Doch wie misst man das Risiko? Als Risikomaß durchgesetzt hat sich zum Beispiel die „Sharpe Ratio“. Diese Kennzahl setzt die Rendite (vermindert um den risikofreien Zins) in Relation zur Volatilität, also der Schwankung der Wertentwicklung. Dies mag für Aktieninvestments noch recht plausibel sein. Für viele vermögensverwaltend gemanagte Fonds oder Depots bringt die Sharpe Ratio jedoch keine vernünftigen Ergebnisse. Hier muss man nämlich sinnvollerweise zwischen der Volatilität in steigenden oder fallenden Märkten differenzieren. Vielfach wird deshalb der maximale Rückgang („Maximum Drawdown“) als das bessere Risikomaß angesehen. Vor allem vermeidet dies auch die Diskussion, was denn eigentlich „die Märkte“ überhaupt sind. Tatsächlich orientieren wir uns nämlich bei der Beurteilung steigender oder fallender Märkte meist nur an den Aktienmärkten. Aber selbst hier stellt sich die Frage, ob der Anleger nicht lieber die 25 Prozent Performance wählt, wenn er diese mit einem deutlich geringeren Maximum Drawdown als die 30 Prozent der Indexentwicklung realisieren kann.

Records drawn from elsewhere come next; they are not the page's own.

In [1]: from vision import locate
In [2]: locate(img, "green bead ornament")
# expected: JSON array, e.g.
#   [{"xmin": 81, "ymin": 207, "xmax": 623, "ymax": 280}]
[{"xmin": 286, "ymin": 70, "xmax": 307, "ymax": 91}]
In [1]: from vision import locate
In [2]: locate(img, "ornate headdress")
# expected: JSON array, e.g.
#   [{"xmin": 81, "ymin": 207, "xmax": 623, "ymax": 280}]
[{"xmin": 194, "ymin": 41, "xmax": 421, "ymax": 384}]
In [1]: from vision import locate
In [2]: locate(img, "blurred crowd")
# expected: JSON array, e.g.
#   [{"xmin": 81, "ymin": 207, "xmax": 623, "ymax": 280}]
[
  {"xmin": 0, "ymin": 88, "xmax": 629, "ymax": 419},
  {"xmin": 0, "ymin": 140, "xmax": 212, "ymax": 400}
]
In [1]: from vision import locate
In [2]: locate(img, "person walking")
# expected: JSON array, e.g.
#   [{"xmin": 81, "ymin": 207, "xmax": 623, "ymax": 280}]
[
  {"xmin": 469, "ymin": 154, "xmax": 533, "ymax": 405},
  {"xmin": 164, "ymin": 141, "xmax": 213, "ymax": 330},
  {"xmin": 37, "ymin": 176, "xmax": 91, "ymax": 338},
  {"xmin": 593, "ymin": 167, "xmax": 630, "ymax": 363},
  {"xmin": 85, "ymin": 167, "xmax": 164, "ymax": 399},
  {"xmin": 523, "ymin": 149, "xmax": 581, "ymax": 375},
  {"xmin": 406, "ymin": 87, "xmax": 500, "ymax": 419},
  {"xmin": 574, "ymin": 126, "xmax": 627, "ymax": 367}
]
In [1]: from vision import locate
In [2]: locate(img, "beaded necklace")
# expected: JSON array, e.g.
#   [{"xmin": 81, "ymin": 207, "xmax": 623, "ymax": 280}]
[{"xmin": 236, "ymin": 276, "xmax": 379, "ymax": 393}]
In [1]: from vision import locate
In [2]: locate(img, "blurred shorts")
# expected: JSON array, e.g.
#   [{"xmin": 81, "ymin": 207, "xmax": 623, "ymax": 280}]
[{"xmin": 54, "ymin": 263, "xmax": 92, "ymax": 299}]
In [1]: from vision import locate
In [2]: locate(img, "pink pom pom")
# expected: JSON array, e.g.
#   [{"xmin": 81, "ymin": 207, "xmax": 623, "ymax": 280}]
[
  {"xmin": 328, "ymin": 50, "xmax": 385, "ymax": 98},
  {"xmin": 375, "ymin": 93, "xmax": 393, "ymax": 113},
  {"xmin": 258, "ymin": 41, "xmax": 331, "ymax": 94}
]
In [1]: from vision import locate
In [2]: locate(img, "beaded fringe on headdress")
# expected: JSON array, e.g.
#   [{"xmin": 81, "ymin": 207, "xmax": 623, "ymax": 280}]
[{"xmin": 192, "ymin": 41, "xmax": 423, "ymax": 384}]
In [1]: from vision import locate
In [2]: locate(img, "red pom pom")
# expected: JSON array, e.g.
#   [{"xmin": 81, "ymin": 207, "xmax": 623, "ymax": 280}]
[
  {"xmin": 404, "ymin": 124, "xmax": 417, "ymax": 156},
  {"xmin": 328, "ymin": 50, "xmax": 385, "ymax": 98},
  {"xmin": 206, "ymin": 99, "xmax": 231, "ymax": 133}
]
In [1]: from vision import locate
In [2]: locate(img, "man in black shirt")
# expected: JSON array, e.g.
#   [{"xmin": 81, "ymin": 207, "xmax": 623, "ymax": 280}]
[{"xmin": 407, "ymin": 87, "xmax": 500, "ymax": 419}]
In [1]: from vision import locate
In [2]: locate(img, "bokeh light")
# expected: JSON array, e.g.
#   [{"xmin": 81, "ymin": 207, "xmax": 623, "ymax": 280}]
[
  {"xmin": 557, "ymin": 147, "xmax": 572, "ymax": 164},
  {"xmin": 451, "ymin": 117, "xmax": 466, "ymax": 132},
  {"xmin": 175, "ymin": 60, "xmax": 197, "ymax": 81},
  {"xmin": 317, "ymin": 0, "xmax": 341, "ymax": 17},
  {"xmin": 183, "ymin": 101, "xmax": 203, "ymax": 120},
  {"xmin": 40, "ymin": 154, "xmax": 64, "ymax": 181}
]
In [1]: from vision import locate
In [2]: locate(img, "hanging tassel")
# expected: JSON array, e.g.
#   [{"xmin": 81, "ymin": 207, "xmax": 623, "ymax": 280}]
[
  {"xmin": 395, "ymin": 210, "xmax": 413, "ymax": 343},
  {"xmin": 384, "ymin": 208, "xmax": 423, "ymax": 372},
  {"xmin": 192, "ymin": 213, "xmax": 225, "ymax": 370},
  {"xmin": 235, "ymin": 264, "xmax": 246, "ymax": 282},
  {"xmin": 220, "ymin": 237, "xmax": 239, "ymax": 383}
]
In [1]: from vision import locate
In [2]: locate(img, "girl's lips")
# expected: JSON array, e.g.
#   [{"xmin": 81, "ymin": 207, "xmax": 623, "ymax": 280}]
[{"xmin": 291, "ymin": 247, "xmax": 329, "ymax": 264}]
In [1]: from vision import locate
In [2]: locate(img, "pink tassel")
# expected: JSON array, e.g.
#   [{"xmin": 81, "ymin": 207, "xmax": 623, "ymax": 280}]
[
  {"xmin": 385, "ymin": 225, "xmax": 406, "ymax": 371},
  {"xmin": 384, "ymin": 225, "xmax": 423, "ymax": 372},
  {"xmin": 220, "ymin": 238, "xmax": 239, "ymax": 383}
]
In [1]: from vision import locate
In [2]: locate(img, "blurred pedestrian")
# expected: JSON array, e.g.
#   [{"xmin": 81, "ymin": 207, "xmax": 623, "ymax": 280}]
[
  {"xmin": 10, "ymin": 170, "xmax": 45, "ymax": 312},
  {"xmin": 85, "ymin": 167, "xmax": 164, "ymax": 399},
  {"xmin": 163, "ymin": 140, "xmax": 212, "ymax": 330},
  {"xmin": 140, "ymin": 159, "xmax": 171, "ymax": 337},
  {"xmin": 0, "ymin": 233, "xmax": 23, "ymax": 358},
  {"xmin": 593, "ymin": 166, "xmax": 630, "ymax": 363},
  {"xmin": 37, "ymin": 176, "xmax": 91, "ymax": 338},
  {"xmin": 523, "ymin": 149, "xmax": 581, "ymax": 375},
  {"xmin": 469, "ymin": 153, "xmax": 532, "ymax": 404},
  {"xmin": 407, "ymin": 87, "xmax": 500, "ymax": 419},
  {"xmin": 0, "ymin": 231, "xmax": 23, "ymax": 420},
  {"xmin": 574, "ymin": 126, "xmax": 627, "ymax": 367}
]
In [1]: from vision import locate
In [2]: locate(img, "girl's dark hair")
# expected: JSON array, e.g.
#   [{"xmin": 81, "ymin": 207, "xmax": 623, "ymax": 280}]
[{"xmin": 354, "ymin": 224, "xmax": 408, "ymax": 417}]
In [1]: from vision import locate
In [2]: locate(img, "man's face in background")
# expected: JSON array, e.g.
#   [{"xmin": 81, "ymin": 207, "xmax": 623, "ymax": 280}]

Niemand wird ernsthaft annehmen, dass deutsche Anleger eine Billion Euro auf Giro-, Tages- und Festgeldkonten angelegt haben, weil sie die Geldmarktrendite attraktiver als die Aktienmarktrendite finden. Nein, sie haben schlicht und ergreifend Angst vor Verlusten. Die Aussicht, dass diese nur temporärer Natur – und deshalb erträglich – sind, hilft über diese Verlustangst nicht hinweg. Da hilft auch keine Aufklärung, denn man müsste dem Anleger auch darstellen, dass der Höchststand des Weltaktienindex vom Sommer des Jahres 2000 nach zwischenzeitlichem Verlust von immerhin 60 Prozent erst nach gut 14 Jahren wieder erreicht werden konnte. Mancher hat nicht so viel Zeit, andere wollen nicht 14 Jahre lang schlecht schlafen. Also sind sie bestenfalls für eine an ihrer Risikobereitschaft ausgerichtete vermögensverwaltende Anlage zu begeistern. Ob die Ertragsaussicht mit einer wie auch immer definierten Marktrendite korrespondiert, interessiert den Anleger dabei überhaupt nicht.
Ein Beispiel: Für defensive Anleger wird häufig ein Mix von 70 Prozent Anleihen und 30 Prozent Aktien empfohlen. Bilden wir dieses durch den deutschen Anleihen-Index REX P sowie den deutschen Aktien-Index DAX ab, so ergab sich in der Finanzkrise ein maximaler Verlust von 7,85 Prozent. Dies entsprach 16 Prozent des maximalen DAX-Verlustes, der 54,60 Prozent betrug. Jüngst verlor das 70/30-Depot innerhalb der acht Wochen vom 13.04. bis zum 10.06.2015 sage und schreibe 5,14 Prozent. Dies waren immerhin 46 Prozent des DAX-Verlustes in diesem Zeitraum. Ausschlaggebend hierfür waren die parallelen Verluste bei Aktien und Anleihen – ein Phänomen, mit dem künftig häufiger gerechnet werden muss. Ob Anleger derartige Marktrenditen wirklich wollen? Natürlich nicht, denn bei einer Aktien-Baisse könnte dies leicht auch einen Verlust von 20 Prozent und mehr einbringen. Defensive Anleger halten dies nicht aus. Sie wollen keine Marktrendite sondern eine risikoadjustierte Entwicklung.